Комбат ворочался во сне и тяжело вздыхал. Как же, ведь пропивалась его любимая планета, с помощью квадратного яйца, которое, к тому же, с хрустом доедало кащеевские портянки. Затем его долго тряс хозяин пропавшей машины, требовавший вернуть ему его гипотетическую «Феррари». «Почему не «Ламборджини»?» — подумалось Комбату. — Это сейчас моднее! В конце концов, автолюбитель отстал, но пристала партия «зелёных», требовавшая оставить в покое сырьевые и энергетические ресурсы, которые он в глаза не видел. Но и «огурцы», похожие на доллары, наконец-то, остались в прошлом. А потом появился он: огромный волосатый мамонт, с безумным блеском в глазах и полным отсутствием мозгов. «Хотя, — рассуждал Комбат, — может быть, так оно и нужно? Зачем ему думать? Поедать ягель и прочую растительность — ума не надо!» Но мамонт, по всей видимости, рассудил по-другому и, вместо того, чтобы мирно пастись на поляне, принялся крушить всё, что подворачивалось под ноги. Едва мамонт занёс над ним своё волосатое бревно, как Комбат проснулся в холодном поту, ещё долго, после этого соображая, где он находится.
Бармалею приснилось, что его всё-таки выгнали из дома, и в своих скитаниях, занесло нашего героя в Японию, где жизнь подвижника, никак не хотела устраиваться. Сказывалось различие культур и кухни, с элементами капиталистического труда, непонятного русскому разуму: непосильный труд, брачные договоры и прочие заморские штучки, претили постсоветскому сознанию. Плюс ко всему наличие радиации и нацеленный астероид, хоть он подсознанием понимал, что это только сон. Затем наступила очередь радикальной смены ландшафта и запись в армию Суворова. Александр Васильевич был поражён, не увидев Альп, а отсутствие стен у крепости Измаил, самоотверженно пропитых солдатами, окончательно его доканало…
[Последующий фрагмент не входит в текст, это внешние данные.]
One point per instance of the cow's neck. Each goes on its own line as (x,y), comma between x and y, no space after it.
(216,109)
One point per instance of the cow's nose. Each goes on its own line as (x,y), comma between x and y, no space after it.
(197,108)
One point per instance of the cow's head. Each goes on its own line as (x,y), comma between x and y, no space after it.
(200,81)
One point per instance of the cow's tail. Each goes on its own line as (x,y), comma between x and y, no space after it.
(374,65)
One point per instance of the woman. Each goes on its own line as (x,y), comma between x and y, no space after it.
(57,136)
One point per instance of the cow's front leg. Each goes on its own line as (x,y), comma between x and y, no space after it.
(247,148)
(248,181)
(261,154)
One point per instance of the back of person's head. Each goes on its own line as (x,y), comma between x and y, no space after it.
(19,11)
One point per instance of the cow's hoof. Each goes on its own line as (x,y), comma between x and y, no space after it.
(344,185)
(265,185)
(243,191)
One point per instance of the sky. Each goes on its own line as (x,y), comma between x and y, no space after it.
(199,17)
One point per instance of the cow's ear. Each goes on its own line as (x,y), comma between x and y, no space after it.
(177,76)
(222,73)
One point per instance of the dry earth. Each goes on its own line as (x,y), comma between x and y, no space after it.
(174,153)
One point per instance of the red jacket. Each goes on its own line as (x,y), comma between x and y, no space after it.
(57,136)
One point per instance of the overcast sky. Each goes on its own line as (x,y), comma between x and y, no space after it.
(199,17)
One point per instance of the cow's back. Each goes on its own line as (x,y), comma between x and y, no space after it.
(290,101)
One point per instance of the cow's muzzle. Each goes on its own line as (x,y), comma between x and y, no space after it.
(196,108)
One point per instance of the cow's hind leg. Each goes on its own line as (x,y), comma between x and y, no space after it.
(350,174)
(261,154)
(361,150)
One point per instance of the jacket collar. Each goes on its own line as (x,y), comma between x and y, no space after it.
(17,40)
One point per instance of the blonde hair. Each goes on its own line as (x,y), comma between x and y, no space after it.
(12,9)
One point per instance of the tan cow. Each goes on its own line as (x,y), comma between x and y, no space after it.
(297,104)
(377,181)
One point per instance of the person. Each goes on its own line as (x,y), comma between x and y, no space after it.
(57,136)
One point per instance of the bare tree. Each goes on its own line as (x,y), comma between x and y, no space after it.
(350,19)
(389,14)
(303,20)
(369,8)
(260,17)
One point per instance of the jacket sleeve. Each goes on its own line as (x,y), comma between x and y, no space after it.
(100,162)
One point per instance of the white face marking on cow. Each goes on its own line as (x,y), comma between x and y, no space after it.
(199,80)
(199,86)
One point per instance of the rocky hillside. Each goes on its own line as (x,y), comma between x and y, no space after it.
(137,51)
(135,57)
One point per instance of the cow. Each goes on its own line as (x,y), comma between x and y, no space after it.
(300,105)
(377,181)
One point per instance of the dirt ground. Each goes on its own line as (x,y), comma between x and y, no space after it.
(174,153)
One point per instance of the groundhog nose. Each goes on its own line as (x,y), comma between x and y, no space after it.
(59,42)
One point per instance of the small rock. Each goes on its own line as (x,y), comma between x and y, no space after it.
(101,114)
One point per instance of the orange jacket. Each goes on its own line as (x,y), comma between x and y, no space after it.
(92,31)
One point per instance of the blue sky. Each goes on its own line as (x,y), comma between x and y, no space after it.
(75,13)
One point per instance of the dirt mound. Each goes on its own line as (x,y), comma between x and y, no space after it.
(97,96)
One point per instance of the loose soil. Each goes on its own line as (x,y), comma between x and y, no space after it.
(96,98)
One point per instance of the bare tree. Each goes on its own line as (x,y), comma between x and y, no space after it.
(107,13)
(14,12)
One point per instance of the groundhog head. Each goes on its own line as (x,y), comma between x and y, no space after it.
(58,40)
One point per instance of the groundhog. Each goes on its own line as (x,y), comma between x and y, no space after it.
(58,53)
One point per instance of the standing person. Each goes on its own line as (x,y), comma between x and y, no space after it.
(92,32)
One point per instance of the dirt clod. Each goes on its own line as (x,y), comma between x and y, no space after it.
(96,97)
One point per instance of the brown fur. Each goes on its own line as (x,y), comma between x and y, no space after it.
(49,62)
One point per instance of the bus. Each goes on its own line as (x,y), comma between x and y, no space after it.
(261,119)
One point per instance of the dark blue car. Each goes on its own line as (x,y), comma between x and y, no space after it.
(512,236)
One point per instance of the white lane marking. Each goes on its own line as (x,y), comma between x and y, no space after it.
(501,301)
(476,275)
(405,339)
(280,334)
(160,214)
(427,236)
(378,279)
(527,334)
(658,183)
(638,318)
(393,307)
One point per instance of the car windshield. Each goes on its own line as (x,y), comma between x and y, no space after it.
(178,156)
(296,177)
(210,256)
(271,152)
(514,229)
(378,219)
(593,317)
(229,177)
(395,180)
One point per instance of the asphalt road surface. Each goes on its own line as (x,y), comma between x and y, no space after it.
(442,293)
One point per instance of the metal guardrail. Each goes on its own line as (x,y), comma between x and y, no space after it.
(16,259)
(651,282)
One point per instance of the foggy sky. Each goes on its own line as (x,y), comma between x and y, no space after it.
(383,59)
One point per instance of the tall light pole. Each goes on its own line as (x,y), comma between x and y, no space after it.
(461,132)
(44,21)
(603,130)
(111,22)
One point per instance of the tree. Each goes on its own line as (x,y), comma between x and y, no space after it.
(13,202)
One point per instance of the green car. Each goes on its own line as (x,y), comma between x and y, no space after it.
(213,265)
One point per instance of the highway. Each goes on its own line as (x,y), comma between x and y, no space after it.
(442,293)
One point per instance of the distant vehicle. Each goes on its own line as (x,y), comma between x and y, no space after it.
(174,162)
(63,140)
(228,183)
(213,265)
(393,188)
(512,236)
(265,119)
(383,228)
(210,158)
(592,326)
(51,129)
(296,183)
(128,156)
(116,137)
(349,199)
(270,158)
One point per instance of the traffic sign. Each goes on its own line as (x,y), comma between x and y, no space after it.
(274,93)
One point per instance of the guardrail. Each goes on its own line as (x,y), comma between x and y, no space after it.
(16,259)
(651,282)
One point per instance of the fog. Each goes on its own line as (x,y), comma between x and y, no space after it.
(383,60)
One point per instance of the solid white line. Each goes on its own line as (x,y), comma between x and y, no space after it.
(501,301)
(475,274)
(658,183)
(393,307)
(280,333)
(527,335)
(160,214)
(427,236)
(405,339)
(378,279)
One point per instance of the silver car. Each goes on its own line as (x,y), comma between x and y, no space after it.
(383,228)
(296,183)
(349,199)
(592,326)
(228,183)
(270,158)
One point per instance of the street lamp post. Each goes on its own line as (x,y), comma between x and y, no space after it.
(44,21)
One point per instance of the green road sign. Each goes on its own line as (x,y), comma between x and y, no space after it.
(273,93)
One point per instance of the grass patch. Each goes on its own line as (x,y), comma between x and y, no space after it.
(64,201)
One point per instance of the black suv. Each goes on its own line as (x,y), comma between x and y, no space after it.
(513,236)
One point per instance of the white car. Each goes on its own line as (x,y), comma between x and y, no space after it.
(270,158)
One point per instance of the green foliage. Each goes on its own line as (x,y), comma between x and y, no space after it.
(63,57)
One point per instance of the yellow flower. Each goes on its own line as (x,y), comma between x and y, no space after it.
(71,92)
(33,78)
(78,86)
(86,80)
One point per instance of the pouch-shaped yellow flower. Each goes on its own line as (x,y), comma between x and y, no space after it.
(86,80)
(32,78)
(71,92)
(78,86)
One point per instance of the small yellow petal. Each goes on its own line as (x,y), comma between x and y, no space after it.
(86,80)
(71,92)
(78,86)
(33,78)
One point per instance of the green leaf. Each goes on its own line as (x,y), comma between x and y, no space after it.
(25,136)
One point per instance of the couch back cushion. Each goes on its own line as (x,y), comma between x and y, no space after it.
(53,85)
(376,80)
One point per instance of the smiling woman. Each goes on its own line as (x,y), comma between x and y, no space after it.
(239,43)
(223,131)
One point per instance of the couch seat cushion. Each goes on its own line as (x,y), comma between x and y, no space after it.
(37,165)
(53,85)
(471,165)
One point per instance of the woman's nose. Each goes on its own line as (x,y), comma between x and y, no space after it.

Бульдозер всю ночь носился с яйцами, портянками и другой органикой, синтезируя это хозяйство в строгой последовательности многократно, в течение всего сна. Закончив, начинал заново и, конца не было видно, этой эпопее с яичницей. Аминокислоты из кирпичей получаться отказывались — наотрез, по непонятной, для него, причине. Из портянок и носков — пожалуйста!
Ароматные, душистые — даже слишком! Из сапог и валенок, но не из камней! Во сне приходят гениальные решения, и даже открытия. Вот и сейчас, Бульдозеру пришла в голову отличная мысль — зачем стирать носки, если можно заказать новые. В аппарате…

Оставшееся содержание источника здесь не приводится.